The Duke of Northumberland’s domination on the electoral seats of Launceston and Newport were seldom challenged. However the winds of change were beginning to surface in the 1820’s and there was some disquiet among those that had possession of suffrage. This came to bear in the 1826 General Election at Newport. Although in the Launceston Borough things remained as per the status quo with Brogden and Pellew being re-elected, there dwelt in Newport many wanted a change. One such person was a tanner of St. Stephens Hill, James Snell. He, knowing that Nicholas Burt, Vaughan Ridgman, Samuel Holman, and other independent electors were longing for an opportunity to oppose the Duke’s nominees, essayed a somewhat perilous adventure in order to secure a contest.
At the end of 1824, having heard that a London banker, named Stevenson, was desirous of fighting a borough upon Whig principles, he wrote to him in the name of Nicholas Burt, the leader of the anti-Percy section, telling him there was a good chance at Newport. Acting upon the implied invitation, Stevenson sent to the borough an agent, who called on Nicholas Burt. The letter was immediately shown to be a forgery but despite this, Burt began negotiations with the banker, and, when Parliament was dissolved in 1826, Stevenson intimated to him that he should at once leave London for Newport, and appointed Lifton Down as the spot where he would like to be met by his supporters.

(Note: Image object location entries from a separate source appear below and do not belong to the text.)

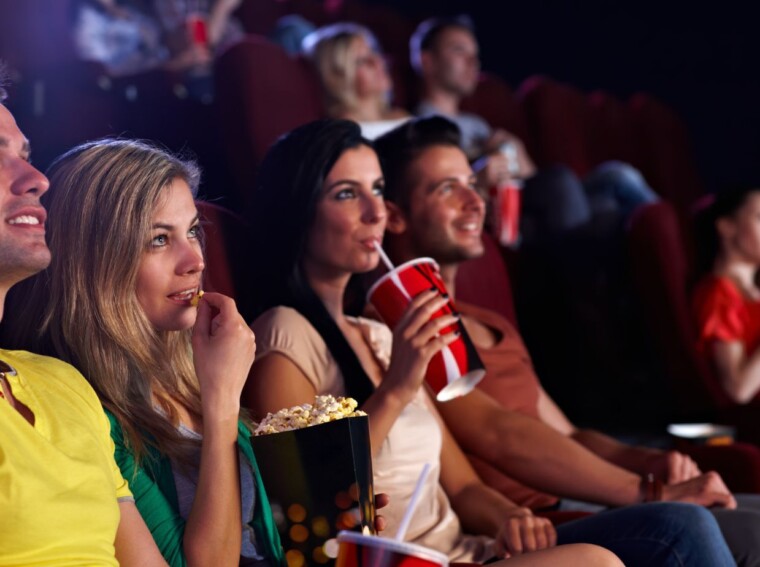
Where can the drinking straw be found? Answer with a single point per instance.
(384, 257)
(404, 525)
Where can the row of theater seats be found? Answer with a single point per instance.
(486, 282)
(263, 92)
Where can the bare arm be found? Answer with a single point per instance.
(535, 453)
(738, 373)
(276, 382)
(223, 351)
(539, 456)
(670, 466)
(134, 543)
(482, 510)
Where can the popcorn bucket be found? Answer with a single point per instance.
(319, 481)
(457, 368)
(359, 550)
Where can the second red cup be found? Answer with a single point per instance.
(457, 368)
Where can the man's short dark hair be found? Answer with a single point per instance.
(3, 82)
(427, 33)
(402, 145)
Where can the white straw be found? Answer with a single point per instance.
(384, 257)
(404, 526)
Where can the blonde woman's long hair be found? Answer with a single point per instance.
(102, 197)
(330, 50)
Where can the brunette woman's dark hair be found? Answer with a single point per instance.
(724, 204)
(283, 208)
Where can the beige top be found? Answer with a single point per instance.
(414, 439)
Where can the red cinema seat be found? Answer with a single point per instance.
(609, 129)
(223, 232)
(485, 282)
(261, 93)
(497, 104)
(664, 151)
(660, 267)
(556, 119)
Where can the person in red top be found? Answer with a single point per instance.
(522, 443)
(727, 299)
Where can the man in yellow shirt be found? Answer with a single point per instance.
(62, 498)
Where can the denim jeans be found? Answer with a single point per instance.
(657, 534)
(556, 201)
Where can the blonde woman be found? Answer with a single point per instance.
(354, 77)
(118, 303)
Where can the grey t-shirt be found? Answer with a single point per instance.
(187, 483)
(475, 131)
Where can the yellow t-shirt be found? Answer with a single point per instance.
(59, 483)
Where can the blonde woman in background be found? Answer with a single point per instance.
(354, 77)
(117, 302)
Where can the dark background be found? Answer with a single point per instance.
(700, 58)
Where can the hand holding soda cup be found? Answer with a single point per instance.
(456, 369)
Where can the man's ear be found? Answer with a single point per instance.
(725, 227)
(396, 219)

A procession of men on horseback, to the number of thirty or forty, was subsequently formed at Newport and accompanied by hundreds of pedestrians, all wearing laurel leaves and shouting “Stevenson for ever,” with Nicholas Burt and Vaughan Ridgman at the head, marched through Launceston to Lifton Down, where, while waiting outside the local inn, beer was freely given to the horses to drink. In about half-an-hour, and amid loud cheers, a carraige-and-four drove up with Stevenson aboard and the procession then headed back to Newport. Nicholas Burt, who was a currier, had cleared out his drying loft which stood upon the site of the Newport round house, and there Stevenson addressed the electors, who, in the fashion of the time, were afterwards regaled with several hogsheads of beer, inhabitants of St. Thomas and St. Stephens hastening to the spot with pitchers so that they might share in the feast. On the following day another procession was formed under Burt’s directions in Newport Square, and this, consisting of representitive’s of all ages and both sexes – the men leading, followed by the youths, and then by women and children – wended its way at great length up St. Thomas Hill, and through the Northgate to the King’s Arms, where Stevenson and his friends were dining, and from the windows of which was thrown, in order to amuse the crowd, a quantity of silver and copper coin, previously raised nearly to red heat in a frying-pan. One of Stevenson’s most ardent supporters was Thomas John Phillips (grand-nephew of Sir Jonathan Phillips and who had opposed the Duke some eight years previous) whose hospitality at Newport House was unbounded throughout the contest, and at Brimble Park, a portion of his property, a fete was held to keep up the excitement. Beer was again distributed in plenty, prizes were offered for cricketing, running, grinning through a horse-collar, eating penny loaves and treacle, races between women for dresses, and other amusements. However, when the poll was cast, Stevenson’s supporters had melted away and he was overwhelmingly defeated in what was to be the last ever elections held for Newport, and the Duke’s nominee’s of Raine and Percy were duly re-elected. It may have been this result that persuaded Thomas Phillips to sell his property at Newport to the Duke of Northumberland, who for that moment was now more than ever master of the borough.
It has to be stated that the Duke of Northumberland at this time was subscribing a considerable amount of money to the borough, and during the six years between 1825 and 1831, he contributed a total of £5,233 to various schemes, including the Dunheved Green storage reservoir. It is more than likely that this was the deciding factor in the result no doubt with a few strained consciences.